Luis Enrique Aluju, amigo de toda la vida del ex jefe de ministros, confirmó que se usaron sus tarjetas para comprar dos proyectores de videojuegos valuados en $1,8 millones cada uno, entregados en el departamento de Asamblea. Además, reveló que posee una extensión de la tarjeta Visa de Adorni desde hace 11 años.
Laura Schiuma, actual directora de Actividades Presidenciales, declaró que prestó su tarjeta Mastercard para la compra de un monitor de videojuegos por $2,1 millones.
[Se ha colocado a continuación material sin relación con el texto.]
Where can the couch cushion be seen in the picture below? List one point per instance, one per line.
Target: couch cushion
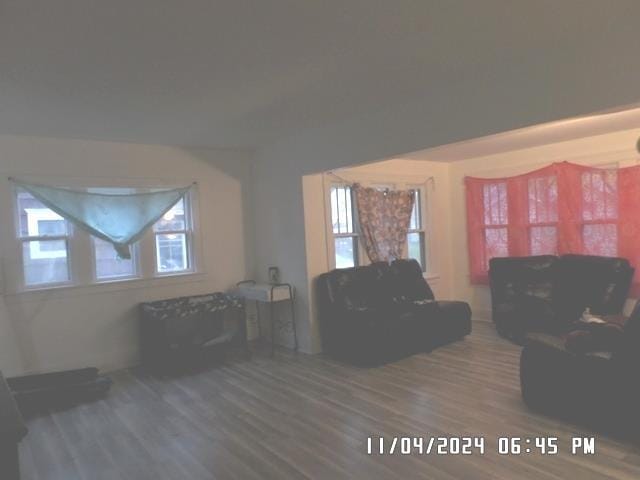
(516, 276)
(587, 281)
(408, 283)
(359, 287)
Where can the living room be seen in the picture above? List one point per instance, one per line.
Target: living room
(283, 240)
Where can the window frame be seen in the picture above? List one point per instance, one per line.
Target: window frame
(420, 230)
(23, 240)
(81, 254)
(375, 180)
(605, 220)
(135, 257)
(354, 235)
(549, 223)
(486, 226)
(188, 235)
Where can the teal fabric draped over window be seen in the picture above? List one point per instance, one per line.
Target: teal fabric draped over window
(120, 219)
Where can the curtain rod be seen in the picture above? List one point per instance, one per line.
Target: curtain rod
(14, 179)
(428, 179)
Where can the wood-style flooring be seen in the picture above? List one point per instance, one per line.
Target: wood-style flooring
(301, 416)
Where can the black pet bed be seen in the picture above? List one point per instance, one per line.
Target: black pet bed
(58, 390)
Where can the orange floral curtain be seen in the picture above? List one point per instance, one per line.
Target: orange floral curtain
(384, 218)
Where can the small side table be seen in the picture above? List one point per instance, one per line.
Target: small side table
(270, 293)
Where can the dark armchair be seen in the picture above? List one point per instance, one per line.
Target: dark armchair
(598, 387)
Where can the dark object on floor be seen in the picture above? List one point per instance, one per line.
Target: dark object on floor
(598, 388)
(378, 313)
(34, 393)
(187, 332)
(547, 293)
(12, 431)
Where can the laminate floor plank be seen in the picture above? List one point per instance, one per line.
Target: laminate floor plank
(297, 416)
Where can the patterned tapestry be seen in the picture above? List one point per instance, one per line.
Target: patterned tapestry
(384, 218)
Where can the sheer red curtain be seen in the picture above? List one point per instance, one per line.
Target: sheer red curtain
(558, 209)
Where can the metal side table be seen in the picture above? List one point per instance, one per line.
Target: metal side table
(270, 293)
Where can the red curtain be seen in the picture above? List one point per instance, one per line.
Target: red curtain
(558, 209)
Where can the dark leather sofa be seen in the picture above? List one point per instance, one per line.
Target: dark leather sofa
(548, 293)
(382, 312)
(598, 388)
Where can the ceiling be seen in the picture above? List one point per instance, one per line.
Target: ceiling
(533, 136)
(244, 73)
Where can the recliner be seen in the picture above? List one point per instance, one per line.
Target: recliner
(598, 387)
(546, 293)
(382, 312)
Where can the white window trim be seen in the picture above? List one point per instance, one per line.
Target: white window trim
(393, 181)
(81, 254)
(331, 252)
(187, 232)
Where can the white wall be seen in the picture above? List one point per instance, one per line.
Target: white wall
(97, 325)
(618, 147)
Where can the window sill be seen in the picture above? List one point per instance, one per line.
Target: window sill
(105, 286)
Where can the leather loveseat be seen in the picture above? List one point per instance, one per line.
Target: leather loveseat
(548, 293)
(382, 312)
(598, 388)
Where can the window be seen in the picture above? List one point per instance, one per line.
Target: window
(44, 237)
(415, 236)
(495, 221)
(543, 215)
(172, 239)
(51, 253)
(111, 267)
(345, 238)
(600, 212)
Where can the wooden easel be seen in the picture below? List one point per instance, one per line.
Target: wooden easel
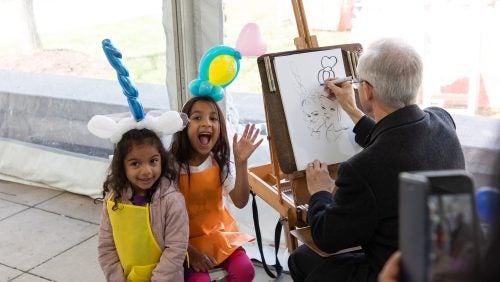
(279, 183)
(279, 190)
(305, 40)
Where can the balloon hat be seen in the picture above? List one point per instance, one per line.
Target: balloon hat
(220, 65)
(113, 126)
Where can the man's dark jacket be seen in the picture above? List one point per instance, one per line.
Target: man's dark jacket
(364, 210)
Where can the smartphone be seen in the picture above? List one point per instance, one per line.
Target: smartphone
(438, 226)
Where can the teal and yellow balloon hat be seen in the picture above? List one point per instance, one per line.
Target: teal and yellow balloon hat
(219, 66)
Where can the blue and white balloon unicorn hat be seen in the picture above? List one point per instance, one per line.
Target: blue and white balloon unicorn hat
(113, 126)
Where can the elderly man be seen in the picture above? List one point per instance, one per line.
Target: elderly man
(360, 208)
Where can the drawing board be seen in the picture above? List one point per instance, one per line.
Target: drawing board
(307, 125)
(318, 127)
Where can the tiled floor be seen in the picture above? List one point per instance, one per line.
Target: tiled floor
(49, 235)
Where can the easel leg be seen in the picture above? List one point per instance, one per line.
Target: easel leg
(290, 240)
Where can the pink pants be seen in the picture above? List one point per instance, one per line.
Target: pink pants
(238, 266)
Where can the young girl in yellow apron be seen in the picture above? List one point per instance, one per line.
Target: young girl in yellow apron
(202, 149)
(143, 235)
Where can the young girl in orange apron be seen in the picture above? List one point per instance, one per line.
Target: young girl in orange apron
(202, 149)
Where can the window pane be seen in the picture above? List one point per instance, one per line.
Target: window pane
(457, 40)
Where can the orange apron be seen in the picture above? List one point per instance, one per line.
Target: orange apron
(212, 229)
(136, 246)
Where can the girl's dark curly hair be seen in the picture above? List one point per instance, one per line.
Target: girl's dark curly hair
(116, 180)
(183, 151)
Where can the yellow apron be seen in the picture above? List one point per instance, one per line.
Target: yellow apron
(137, 248)
(212, 229)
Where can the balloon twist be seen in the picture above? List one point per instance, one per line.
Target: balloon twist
(129, 90)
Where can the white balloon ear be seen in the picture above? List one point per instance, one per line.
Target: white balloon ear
(102, 126)
(170, 122)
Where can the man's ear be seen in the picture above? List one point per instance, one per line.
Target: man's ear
(368, 91)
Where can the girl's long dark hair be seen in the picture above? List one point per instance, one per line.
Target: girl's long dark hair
(116, 180)
(183, 151)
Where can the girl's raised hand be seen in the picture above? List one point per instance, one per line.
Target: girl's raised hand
(244, 148)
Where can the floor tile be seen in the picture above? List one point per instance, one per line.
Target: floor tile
(8, 208)
(26, 195)
(26, 277)
(68, 265)
(7, 273)
(31, 237)
(75, 206)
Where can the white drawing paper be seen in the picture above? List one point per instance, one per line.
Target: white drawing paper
(318, 127)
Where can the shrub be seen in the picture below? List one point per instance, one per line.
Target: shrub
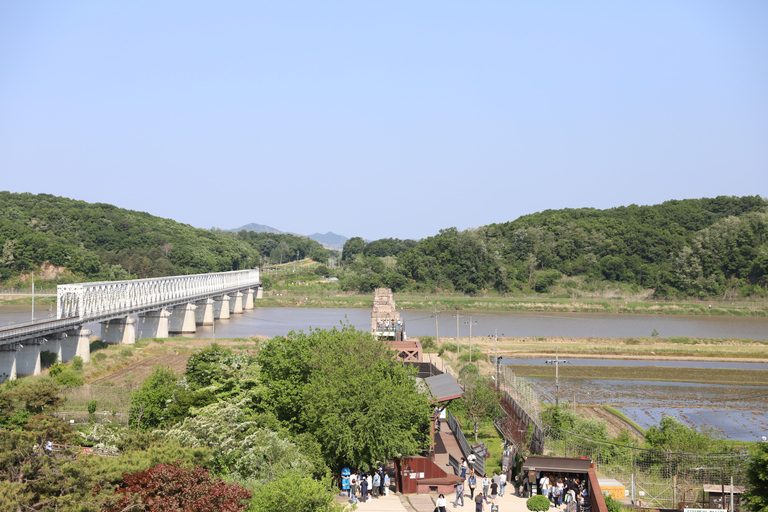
(48, 358)
(538, 503)
(612, 504)
(56, 369)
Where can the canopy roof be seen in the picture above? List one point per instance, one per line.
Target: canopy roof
(443, 387)
(560, 464)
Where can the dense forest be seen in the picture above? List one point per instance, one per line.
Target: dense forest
(103, 242)
(684, 248)
(687, 248)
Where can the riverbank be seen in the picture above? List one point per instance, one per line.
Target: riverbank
(659, 349)
(312, 298)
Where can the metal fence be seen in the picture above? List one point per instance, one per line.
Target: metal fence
(466, 449)
(652, 478)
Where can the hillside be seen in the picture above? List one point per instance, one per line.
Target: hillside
(692, 248)
(102, 242)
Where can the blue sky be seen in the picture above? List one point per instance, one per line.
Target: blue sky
(382, 119)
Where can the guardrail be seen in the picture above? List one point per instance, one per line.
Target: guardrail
(466, 449)
(92, 301)
(453, 463)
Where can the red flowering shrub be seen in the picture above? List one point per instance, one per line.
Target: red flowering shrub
(173, 488)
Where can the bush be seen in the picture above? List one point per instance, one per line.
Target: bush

Según relató, Adorni le pidió los datos sin especificar el destino de la compra y luego le devolvió el importe en efectivo.
Hipótesis de los investigadores
La fiscalía sostiene que Adorni habría montado una red de “presta-tarjetas” para canalizar gastos que no se correspondían con sus ingresos declarados. La operatoria incluía compras de electrodomésticos, artículos para el hogar y equipos de entretenimiento, todos abonados mediante terceros y reintegrados en efectivo.
Próximos pasos
Los testimonios se suman a la evidencia documental y a los registros de facturación que ya forman parte del expediente. La investigación busca determinar si estas maniobras constituyen un mecanismo sistemático de ocultamiento patrimonial.
El caso mantiene bajo presión al ex jefe de Gabinete, que dejó su cargo tras el escándalo de su declaración jurada y enfrenta un proceso judicial cada vez más comprometedor.